アクティビティ:ひんやり体験で学ぶ汗のふしぎ
このアクティビティでは、水が蒸発する時に起こる現象を体験し、それが汗の役割とどうつながるのかを学びます。
アクティビティの目的
- 水が蒸発する際に周囲の熱を奪う「気化熱(きかねつ)」という現象を体験的に理解する。
- 汗が体温を下げる仕組み(気化熱を利用していること)を知る。
- 体温調節という体の重要な働きに関心を持つ。
対象となる学年目安
小学校中学年~高学年
準備物
- 水(常温または少しぬるめ)
- ティッシュペーパー または キッチンペーパー
- 輪ゴム(ティッシュを指に固定するため)
- 細い棒(鉛筆など、なくても可)
- 乾いたタオル
- (発展用)温度計(デジタル式が分かりやすいですが、一般的な棒状温度計でも可。体温計は使えません)
活動の手順
- 準備: まず、乾いたティッシュペーパーを細長く折りたたみ、指に巻き付け、輪ゴムで軽く留めます。もう一方の指は何も付けずにそのままにしておきます。
- 濡らしてみよう: ティッシュを巻き付けた指の先に水を少しずつ垂らし、ティッシュ全体を湿らせます。水は常温または少しぬるめが良いでしょう。冷たすぎる水は避けましょう。
- 温度を感じてみよう: 水で濡らした指と、何も付けていない乾いた指の温度を比べてみましょう。「どちらの指が冷たいかな?」
- 風を送ってみよう: 水で濡らした指に、手で扇いだり、細い棒(鉛筆など)を使って風を送ってみましょう。風を送る前と後で、指の温度の感じ方がどう変わるか比べてみます。「風を当てるとどうなったかな?」
- 運動を体験してみよう(安全に注意): 短時間、少し体を動かしてみましょう(軽い足踏みや屈伸運動など)。
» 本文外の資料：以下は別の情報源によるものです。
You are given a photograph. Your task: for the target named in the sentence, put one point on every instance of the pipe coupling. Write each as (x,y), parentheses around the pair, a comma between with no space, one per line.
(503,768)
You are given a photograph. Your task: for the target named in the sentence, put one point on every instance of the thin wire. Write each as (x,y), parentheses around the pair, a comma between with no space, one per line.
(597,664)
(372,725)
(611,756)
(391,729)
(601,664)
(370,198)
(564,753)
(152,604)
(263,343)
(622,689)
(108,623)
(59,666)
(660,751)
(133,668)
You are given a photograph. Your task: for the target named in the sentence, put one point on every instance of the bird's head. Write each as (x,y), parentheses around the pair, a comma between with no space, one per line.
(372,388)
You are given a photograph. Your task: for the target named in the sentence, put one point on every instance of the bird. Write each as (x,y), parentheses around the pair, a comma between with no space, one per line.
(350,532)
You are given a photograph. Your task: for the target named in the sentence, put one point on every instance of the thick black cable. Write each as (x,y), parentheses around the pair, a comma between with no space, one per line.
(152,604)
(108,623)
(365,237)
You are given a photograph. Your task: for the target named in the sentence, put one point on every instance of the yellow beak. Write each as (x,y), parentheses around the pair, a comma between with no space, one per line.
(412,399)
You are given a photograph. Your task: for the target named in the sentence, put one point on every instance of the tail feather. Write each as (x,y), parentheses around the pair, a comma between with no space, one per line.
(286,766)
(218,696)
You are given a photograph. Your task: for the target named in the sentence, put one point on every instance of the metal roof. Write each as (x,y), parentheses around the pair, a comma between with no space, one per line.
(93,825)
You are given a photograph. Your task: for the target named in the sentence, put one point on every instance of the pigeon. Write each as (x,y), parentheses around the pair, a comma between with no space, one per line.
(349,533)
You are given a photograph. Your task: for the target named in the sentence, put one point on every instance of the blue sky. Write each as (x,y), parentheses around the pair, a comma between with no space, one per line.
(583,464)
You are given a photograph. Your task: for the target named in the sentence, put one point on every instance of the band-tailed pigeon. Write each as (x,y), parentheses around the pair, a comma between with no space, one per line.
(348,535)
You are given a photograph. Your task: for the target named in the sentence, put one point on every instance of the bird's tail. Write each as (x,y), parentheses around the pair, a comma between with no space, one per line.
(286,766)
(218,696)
体が温まる感覚や、少し汗をかいた時の体の感じ方を観察してみましょう。体を動かした後に、風が当たるとどう感じるか、濡らした指の体験と比べてみましょう。
- (発展)温度変化を測ってみよう: 温度計の先の部分に湿らせたティッシュペーパーを薄く巻き付け、風を送ってみましょう。温度計の示す値がどのように変化するか観察します。(棒状温度計の場合は、少し時間がかかることがあります。)
活動のポイント
- 手順3では、濡らした直後よりも、少し時間が経ってからの方が「ひんやり感」を感じやすくなる場合があります。
- 手順4で風を送ると、より強い「ひんやり感」が得られることを確認させ、「どうしてだろう?」と疑問を持たせることが重要です。
- この「ひんやり感」は、ティッシュペーパーに染み込んだ水が蒸発する時に、周りの熱を奪うことで起こります。これを「気化熱」と呼びます。
- 手順5の運動体験と結びつけ、「汗も、この水と同じように、体が熱くなった時に皮膚の表面から蒸発して、体の熱を奪って体を冷やしてくれているんだよ」と説明しましょう。
- 体温調節がうまくいかないと、体が熱くなりすぎて危険な状態になること(熱中症など)にも触れ、汗の大切さを伝えましょう。
安全上の注意点
- 手順5で運動を行う際は、無理のない範囲で行い、必ず水分補給をしましょう。体調がすぐれない場合は運動は避けてください。
- 温度計を使用する際は、落下させたり、ぶつけたりして破損しないよう注意してください。割れた破片などで怪我をする可能性があります。
- 使用する水は常温またはぬるま湯にし、冷たすぎる水は使わないようにしましょう。
期待される教育効果
このアクティビティを通して、子供たちは「水が乾く時に冷たくなる」という身近な現象が、汗による体温調節という体の重要な働きにつながっていることを体験的に学びます。科学的な現象(気化熱)と体の仕組みが結びつくことで、身体の不思議や科学への関心を高めることができます。また、汗をかくことの重要性を理解し、暑い時にどうすれば良いか(水分補給、休憩など)を考えるきっかけにもなります。
応用例や発展的な活動
- アルコール(エタノールなど)を使って同様の実験を行うと、水よりも速く蒸発し、より冷たく感じられることを体験できます。(ただし、アルコールは引火性があるため、取り扱いには十分な注意と換気が必要です。小学生の実験としては推奨しませんが、教員の方がデモンストレーションとして行う場合は、火気厳禁、換気徹底を厳守してください。)
- 濡れた服を長時間着ていると体が冷える理由を話し合ってみましょう。これも汗や水が蒸発する時の気化熱が関係しています。
- 動物の中には汗をかかない動物がいること(犬はパンティングといって舌を出してハァハァすることで熱を逃がすなど)を紹介し、様々な体温調節の方法について調べてみるのも面白いでしょう。
まとめ
今回の「からだ探検隊」では、水が蒸発する時の「ひんやり」を感じる体験を通して、汗が体温調節に役立つ仕組みを探検しました。汗は、私たちが暑い夏でも元気に過ごすために、とても大切な役割を果たしてくれています。身近な体の働きに目を向け、その不思議や大切さをぜひ親子で、あるいは教室で探検してみてください。